Une identité collective négative

L'ensemble des entretiens réalisés en Roumanie traduit une identité collective ou nationale fortement négative. Il semble que le «complexe d’infériorité» ressenti par de nombreux Roumains a de multiples conséquences sur la construction identitaire elle-même. Le régime communiste a accentué l'opposition entre Roumain et étranger. Du coup, l’«étranger», surtout occidental, a pris des contours mythiques idéalisés, synonyme d'abondance et de liberté. Après la chute du communisme, les contacts avec l'Occident, plus directs et plus fréquents, n'ont rien perdu de leur intensité dramatique : les Roumains se sont sentis écartés pour cause de pauvreté, développant une frustration qui peut expliquer que l'Occident continue d'attirer et de repousser à la fois.

L’anthropologue roumain Vintila Mihailescu affirme qu'il y a une ambivalence identitaire en Roumanie : «A certains moments on est les meilleurs, et à d'autres on est les pires.

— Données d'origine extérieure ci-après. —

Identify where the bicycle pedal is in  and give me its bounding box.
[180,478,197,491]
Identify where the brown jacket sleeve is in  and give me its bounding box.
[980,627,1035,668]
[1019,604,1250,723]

Il n'y a pas de stabilité, ni de demi-mesure. Il y a une mobilité identitaire très importante.» Ioan Panzaru, professeur de lettres, pense lui aussi que l'identité roumaine collective est fluctuante : «La Roumanie souffre, parce que nous n'avons pas une orientation saine au niveau économique. Nous ne récoltons pas le fruit de nos efforts. L'identité est dynamique, il y a des poussées négatives, puis positives. On est à la fois fiers de nous et honteux face à l'économie, à la culture... Tout ça créé un complexe, un chaudron qui bout. Nous avons une identité très conflictuelle qui est vécue dramatiquement sur le mode de la souffrance, avec des périodes d'éclaircie.» Pour beaucoup d’intellectuels roumains, ce sont les bouleversements institutionnels importants à venir et le développement économique (avec, par exemple, l'augmentation des salaires) qui provoqueront des changements.

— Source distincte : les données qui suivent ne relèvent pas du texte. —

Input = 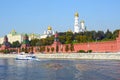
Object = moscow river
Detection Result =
[0,59,120,80]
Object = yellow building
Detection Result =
[0,30,40,44]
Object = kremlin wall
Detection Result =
[0,13,120,54]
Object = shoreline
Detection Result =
[0,53,120,60]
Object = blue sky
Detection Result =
[0,0,120,36]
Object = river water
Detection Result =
[0,59,120,80]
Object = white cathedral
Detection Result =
[74,12,86,33]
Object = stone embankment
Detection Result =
[36,53,120,60]
[0,53,120,60]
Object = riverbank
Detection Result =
[0,53,120,60]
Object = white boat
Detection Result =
[16,52,39,60]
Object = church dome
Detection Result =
[75,12,79,17]
[48,26,52,30]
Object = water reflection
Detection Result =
[0,59,120,80]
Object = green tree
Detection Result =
[30,39,39,46]
[47,47,50,52]
[105,29,112,39]
[56,45,59,52]
[70,44,74,52]
[11,41,21,48]
[112,30,120,39]
[51,47,54,52]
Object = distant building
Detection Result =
[0,30,40,44]
[40,26,55,38]
[0,30,23,44]
[74,12,86,33]
[1,36,11,49]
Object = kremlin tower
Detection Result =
[74,12,80,33]
[74,12,86,33]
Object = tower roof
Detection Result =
[10,29,16,35]
[75,12,79,17]
[48,26,52,30]
[80,20,85,23]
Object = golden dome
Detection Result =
[75,12,79,17]
[48,26,52,30]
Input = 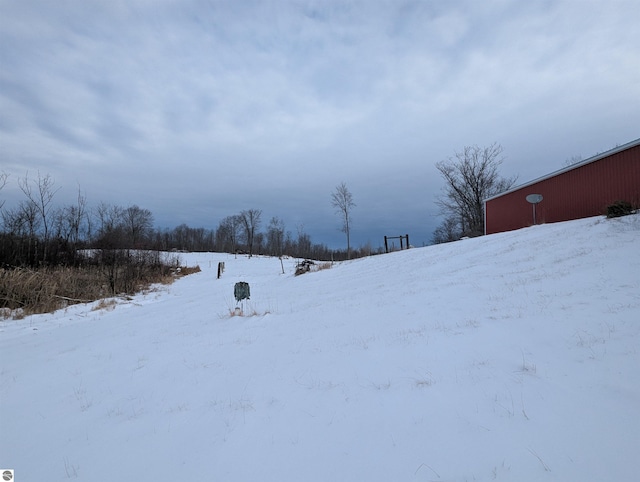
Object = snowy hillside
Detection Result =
[0,215,640,482]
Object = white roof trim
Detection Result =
[484,138,640,204]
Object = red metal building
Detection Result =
[484,139,640,234]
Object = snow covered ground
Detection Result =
[0,215,640,482]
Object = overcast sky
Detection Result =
[0,0,640,248]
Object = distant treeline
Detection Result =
[0,174,380,268]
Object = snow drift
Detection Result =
[0,215,640,482]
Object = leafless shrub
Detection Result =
[0,253,200,318]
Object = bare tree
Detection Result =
[431,217,462,244]
[0,171,9,209]
[240,209,262,257]
[18,172,60,261]
[216,215,241,253]
[331,182,356,259]
[95,202,124,249]
[436,143,517,240]
[124,204,153,248]
[267,217,284,256]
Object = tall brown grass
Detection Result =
[0,264,200,317]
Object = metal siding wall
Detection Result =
[486,146,640,234]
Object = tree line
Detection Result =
[0,173,364,267]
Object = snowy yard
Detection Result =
[0,215,640,482]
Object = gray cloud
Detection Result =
[0,0,640,249]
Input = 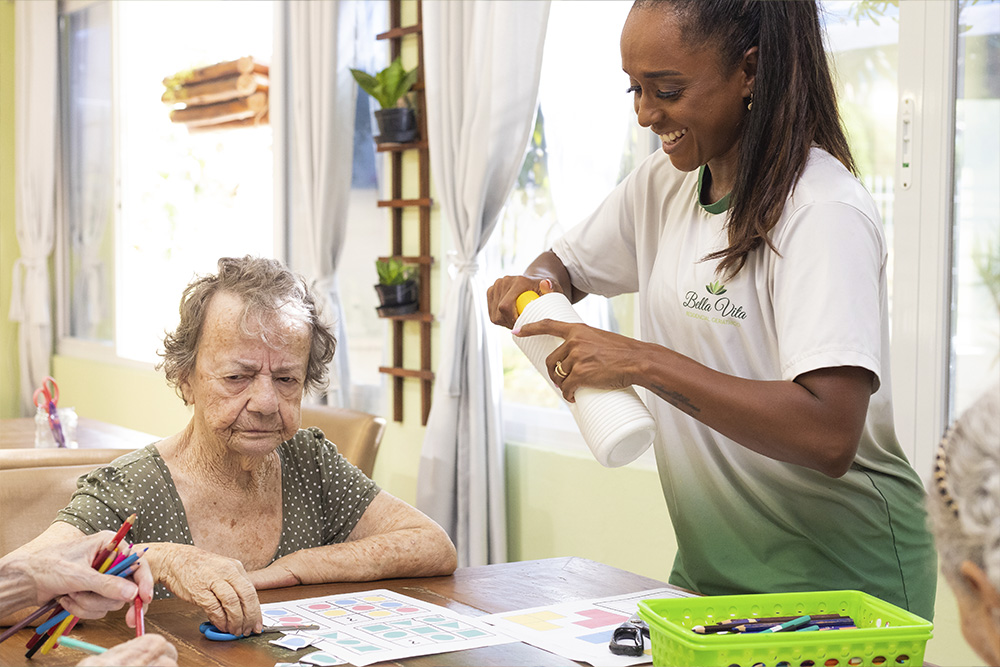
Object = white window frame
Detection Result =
[891,0,958,478]
[55,0,288,372]
[504,0,958,478]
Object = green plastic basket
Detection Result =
[639,591,934,667]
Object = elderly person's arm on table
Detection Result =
[249,491,457,589]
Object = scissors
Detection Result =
[32,376,66,447]
[198,621,319,642]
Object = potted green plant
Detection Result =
[351,58,417,144]
[375,257,419,317]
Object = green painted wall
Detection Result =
[0,0,21,419]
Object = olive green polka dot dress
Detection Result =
[55,427,380,597]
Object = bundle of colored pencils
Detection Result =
[691,614,857,635]
[0,514,145,658]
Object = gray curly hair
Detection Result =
[156,255,337,405]
[927,384,1000,590]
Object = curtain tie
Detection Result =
[448,250,479,279]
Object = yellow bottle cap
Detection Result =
[517,290,538,315]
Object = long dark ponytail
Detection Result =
[636,0,856,276]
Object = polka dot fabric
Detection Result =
[55,427,380,597]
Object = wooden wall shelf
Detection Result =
[376,0,434,426]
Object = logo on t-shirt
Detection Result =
[683,280,747,327]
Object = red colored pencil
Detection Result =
[135,595,146,637]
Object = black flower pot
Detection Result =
[375,107,417,144]
[375,280,419,317]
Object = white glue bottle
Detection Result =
[514,291,656,468]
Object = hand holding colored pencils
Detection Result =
[0,514,142,658]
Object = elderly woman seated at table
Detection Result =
[927,385,1000,666]
[17,257,456,634]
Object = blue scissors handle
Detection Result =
[198,621,242,642]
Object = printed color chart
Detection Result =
[261,589,513,667]
[480,588,692,667]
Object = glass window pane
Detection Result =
[60,3,114,342]
[821,0,899,310]
[949,0,1000,422]
[486,0,659,408]
[116,0,274,362]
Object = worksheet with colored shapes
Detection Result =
[478,588,688,667]
[261,589,516,667]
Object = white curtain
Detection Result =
[9,0,58,415]
[272,0,360,407]
[417,0,549,567]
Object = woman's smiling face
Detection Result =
[621,3,752,175]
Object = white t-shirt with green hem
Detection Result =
[553,148,937,618]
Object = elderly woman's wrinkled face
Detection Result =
[181,292,310,458]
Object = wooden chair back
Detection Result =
[302,405,386,477]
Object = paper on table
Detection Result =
[260,589,516,667]
[478,588,690,667]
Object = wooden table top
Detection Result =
[0,417,160,449]
[0,558,667,667]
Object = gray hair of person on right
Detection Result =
[927,384,1000,590]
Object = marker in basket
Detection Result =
[729,616,854,633]
[691,614,851,635]
[764,614,812,632]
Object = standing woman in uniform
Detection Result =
[489,0,936,619]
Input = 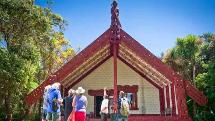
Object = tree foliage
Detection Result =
[162,33,215,121]
[0,0,74,121]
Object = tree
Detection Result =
[162,33,215,121]
[0,0,74,121]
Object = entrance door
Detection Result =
[95,96,103,117]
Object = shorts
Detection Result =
[42,109,47,119]
[46,112,60,121]
[101,113,107,121]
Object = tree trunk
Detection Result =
[5,92,13,121]
[193,64,197,117]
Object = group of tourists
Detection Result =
[42,83,130,121]
[100,88,130,121]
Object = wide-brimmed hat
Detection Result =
[68,89,75,94]
[75,87,85,94]
[52,82,60,89]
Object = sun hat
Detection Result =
[68,89,75,94]
[75,87,85,94]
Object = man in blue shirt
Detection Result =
[47,83,63,121]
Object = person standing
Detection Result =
[118,91,130,121]
[63,89,75,121]
[108,96,116,121]
[42,85,51,121]
[47,83,63,121]
[72,87,87,121]
[100,88,109,121]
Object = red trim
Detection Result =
[118,56,161,89]
[185,81,208,106]
[67,55,111,92]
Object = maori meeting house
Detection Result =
[25,1,207,121]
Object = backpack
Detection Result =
[120,98,129,116]
[52,98,59,112]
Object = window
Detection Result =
[127,92,138,110]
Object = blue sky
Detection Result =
[36,0,215,56]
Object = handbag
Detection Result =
[67,111,75,121]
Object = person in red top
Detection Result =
[100,88,109,121]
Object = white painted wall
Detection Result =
[70,58,160,114]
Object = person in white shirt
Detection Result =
[100,88,109,121]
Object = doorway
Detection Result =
[95,96,103,117]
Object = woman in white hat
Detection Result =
[72,87,87,121]
[63,89,75,121]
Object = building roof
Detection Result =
[25,0,207,105]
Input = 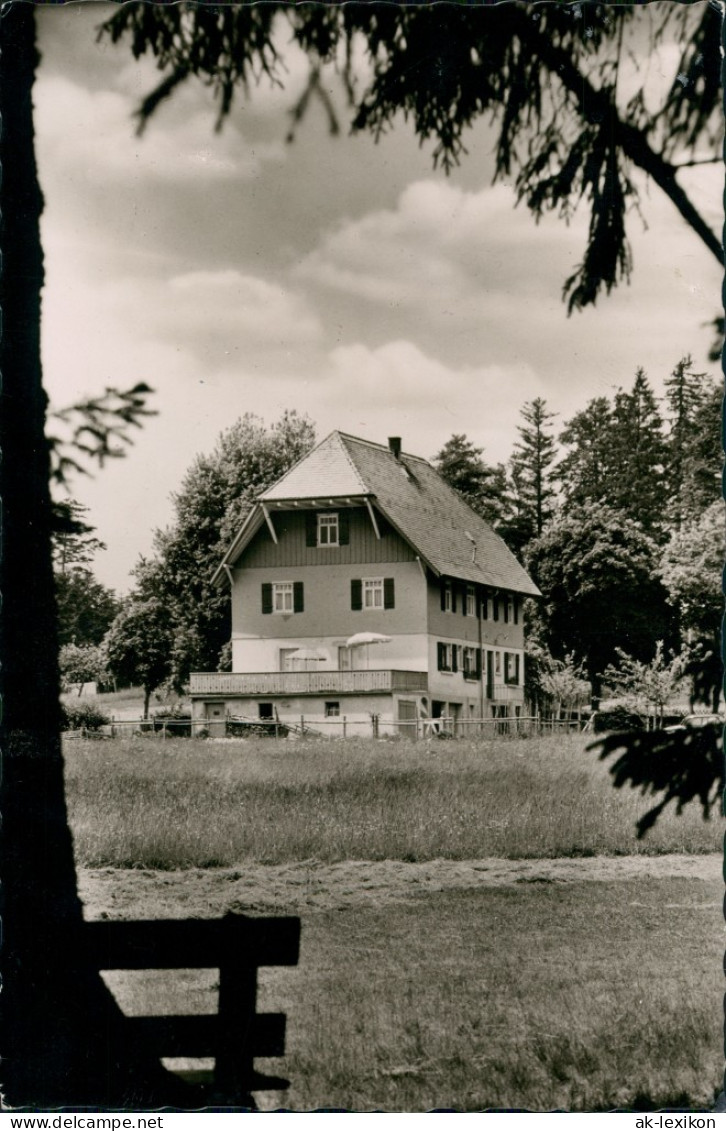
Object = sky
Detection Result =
[34,0,723,593]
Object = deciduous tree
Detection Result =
[103,597,173,718]
[527,504,672,697]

Il faut également préciser que le rejet des minorités, et particulièrement des Tsiganes, va de pair avec une forme de culpabilité collective. Les acteurs roumains interrogés reconnaissent également que rien n’est fait pour cette population tsigane, ce dont ils ne sont évidemment pas fiers. Ce sentiment de culpabilité, inhérent à toute forme de rejet ou de racisme, contribue à la construction identitaire négative. Il en va de même du problème de la corruption, puisque les Roumains y participent quotidiennement, tout en étant bien conscients de leur part de responsabilité dans la continuité du système.

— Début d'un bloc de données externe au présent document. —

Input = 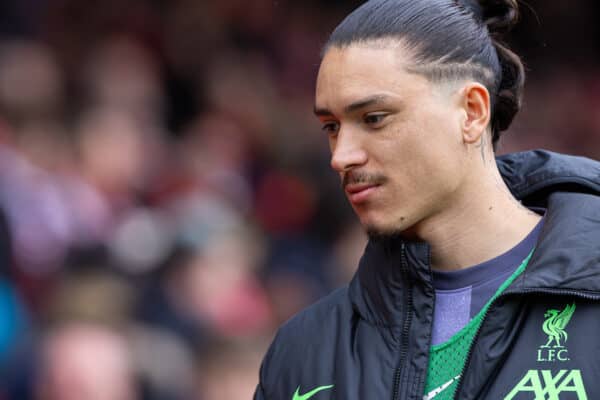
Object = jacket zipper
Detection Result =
[392,243,413,400]
[454,289,600,400]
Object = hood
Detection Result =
[497,150,600,206]
[498,150,600,292]
[350,150,600,326]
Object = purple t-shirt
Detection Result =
[431,219,544,346]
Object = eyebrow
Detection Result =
[314,94,389,117]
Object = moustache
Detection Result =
[342,171,387,188]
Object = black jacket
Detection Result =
[254,151,600,400]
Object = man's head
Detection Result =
[315,0,524,235]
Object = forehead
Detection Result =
[315,43,431,109]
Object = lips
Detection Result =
[345,183,379,205]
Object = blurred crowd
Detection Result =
[0,0,600,400]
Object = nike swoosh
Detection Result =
[292,385,333,400]
[423,375,460,400]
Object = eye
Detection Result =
[363,113,388,128]
[321,121,340,135]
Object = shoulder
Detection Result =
[273,287,352,345]
[260,287,353,387]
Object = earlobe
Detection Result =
[462,82,491,144]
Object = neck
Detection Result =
[415,162,541,271]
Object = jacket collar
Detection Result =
[349,150,600,326]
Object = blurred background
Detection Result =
[0,0,600,400]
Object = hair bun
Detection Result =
[478,0,519,33]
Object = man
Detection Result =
[255,0,600,400]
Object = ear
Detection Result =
[462,82,491,144]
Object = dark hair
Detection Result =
[323,0,525,147]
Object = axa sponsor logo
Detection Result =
[504,369,588,400]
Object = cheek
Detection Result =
[388,113,466,192]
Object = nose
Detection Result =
[330,130,368,172]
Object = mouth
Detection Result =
[345,183,380,205]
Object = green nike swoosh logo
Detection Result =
[423,375,460,400]
[292,385,333,400]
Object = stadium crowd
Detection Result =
[0,0,600,400]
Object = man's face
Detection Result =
[315,43,467,235]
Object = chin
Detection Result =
[363,217,413,240]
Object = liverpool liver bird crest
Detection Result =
[542,303,575,348]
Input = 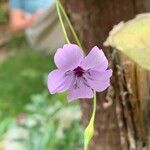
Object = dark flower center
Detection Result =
[73,67,84,77]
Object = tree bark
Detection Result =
[62,0,150,150]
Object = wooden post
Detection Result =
[62,0,150,150]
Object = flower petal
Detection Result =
[87,69,112,92]
[54,44,83,71]
[48,69,73,94]
[81,46,108,71]
[68,79,93,101]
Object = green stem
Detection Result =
[56,0,70,44]
[58,0,82,48]
[84,91,96,150]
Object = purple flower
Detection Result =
[48,44,112,100]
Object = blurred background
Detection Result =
[0,0,83,150]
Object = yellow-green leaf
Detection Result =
[104,13,150,70]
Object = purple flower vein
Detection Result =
[48,44,112,100]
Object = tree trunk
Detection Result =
[62,0,150,150]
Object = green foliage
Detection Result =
[0,49,54,117]
[12,92,83,150]
[0,2,8,24]
[104,13,150,70]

Enfin, l’élément le plus important dans cette identité négative reste le regard de l’extérieur, et tout particulièrement, celui de l’Occident, Etats-Unis ou Union européenne (UE). Le processus d’adhésion à l’UE en est un exemple patent, et le fait de relever de la seconde vague des pays de l’Est devant adhérer est vécu comme une expérience douloureuse. Il suffit de se pencher sur la réaction des Roumains, le 1er mai 2004, lors de l’élargissement à dix nouveaux membres. Le quotidien Evenimentul Zilei soulignait alors «combien ce 1er mai [était] triste pour la Roumanie… Un jour où les citoyens roumains ressentent pleinement l’humiliation d’êtres tenus en quarantaine, alors que les voisins hongrois sont invités au grand bal du monde civilisé. Eux chantent l’Ode à la joie, remplissent le ciel de feux d’artifices… Nous, nous fredonnons des manele (airs moyen-orientaux populaires à la mode) et pédéséions tout (allusion au Parti social-démocrate, PSD)». Les Roumains ont le sentiment perpétuel de ne pas être à la hauteur et les recours aux boucs émissaires sont nombreux : en première ligne, se trouvent les minorités ethniques et les élites politiques. Si ces dernières sont montrées du doigt dans ce retard, la population se sent, elle aussi, responsable et c’est en cela qu’il est possible de parler de construction identitaire négative. Pour être plus précis, on peut sans doute évoquer une identité dépendante, globalement négative mais qui peut s’avérer positive, fonction des retours qu’elle reçoit de l’étranger et, notamment à l’heure actuelle, de l’UE.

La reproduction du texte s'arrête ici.